# [SOLVED] Cosine Simiarlity scores for each array combination in a list of arrays Python

## Issue

I have list of arrays and I want to calculate the cosine similarity for each combination of arrays in my list of arrays.

My full list comprises 20 arrays with 3 x 25000. A small selection below

``````import pandas as pd
import numpy as np
from sklearn.metrics.pairwise import cosine_similarity,cosine_distances

C = np.array([[-127, -108, -290],
[-123,  -83, -333],
[-126,  -69, -354],
[-146, -211, -241],
[-151, -209, -253],
[-157, -200, -254]])

D = np.array([[-129, -146, -231],
[-127, -148, -238],
[-132, -157, -231],
[ -93, -355, -112],
[ -95, -325, -137],
[ -99, -282, -163]])

E = np.array(([[-141, -133, -200],
[-132, -123, -202],
[-119, -117, -204],
[-107, -210, -228],
[-101, -194, -243],
[-105, -175, -244]]))

ArrayList = (C,D,E)
``````

My first problem is I am getting a pairwise result for each element of each array, however, what I am trying to achieve is the result looking at the arrays as a whole.

For example I try

``````scores = cosine_similarity(C,D)
scores
array([[0.98078461, 0.98258287, 0.97458466, 0.643815  , 0.71118811,
0.7929595 ],
[0.95226207, 0.95528395, 0.9428837 , 0.55905221, 0.63291722,
0.7240552 ],
[0.9363733 , 0.93972303, 0.9255921 , 0.51752531, 0.59402196,
0.68918496],
[0.98998438, 0.98903931, 0.99377116, 0.85494921, 0.8979725 ,
0.9449272 ],
[0.99335622, 0.99255262, 0.99635952, 0.84106771, 0.88619755,
0.93616556],
[0.9955969 , 0.99463213, 0.99794805, 0.82706302, 0.8738389 ,
0.92640196]])

``````

What I am expecting is a singular value 0.989… (this is a made up number)
The next challenge is how to iterate over each array in my list of arrays to get a pairwise result of the array something like this

``````     C    D       E
C  1.0    0.97   0.95

D  0.97   1.0    0.96

E  0.95  0.95    1.0

``````

As a beginner to python I am not sure how to proceed. Any help appreciated.

## Solution

If I understand correctly, what you are trying to do is to get he cosine distance when using each matrix as an `1Xn` dimensional vector. The easiest thing in my opinion will be to vectorially implement the cosine similarity with numpy functions.

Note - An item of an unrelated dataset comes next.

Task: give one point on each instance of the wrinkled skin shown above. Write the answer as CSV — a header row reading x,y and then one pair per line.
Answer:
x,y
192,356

As a reminder, given two 1D vectors `x` and `y`, the cosine similarity is given by:

``````cosine_similarity = x.dot(y) / (np.linalg.norm(x, 2) * np.linalg.norm(y, 2))
``````

To do this with the three metrices, we will first flatten them into 1D representation and stack them together:

``````matrices_1d = temp = np.vstack((C.reshape((1, -1)), D.reshape(1, -1), E.reshape(1,-1)))
``````

Now that we have the vector-representation of each matrix, we can compute the L2 norm using `np.linalg.norm`(read on this functions here) as follows:

``````norm_vec = np.linalg.norm(matrices_1d , ord=2, axis=1)
``````

And finally, we can compute the cosine distances as follows:

``````cos_sim = matrices_1d .dot(matrices_1d .T) / np.outer(norm_vec ,norm_vec)
# array([[1.        , 0.9126993 , 0.9699609 ],
#        [0.9126993 , 1.        , 0.93485159],
#        [0.9699609 , 0.93485159, 1.        ]])
``````

Note that as a sanity check, the diagonal values are 1 since the cosine distance of a vector from itself is 1.

The cosine distance if defined to be `1-cos_sim` and is easy to computeonce you have the similarity.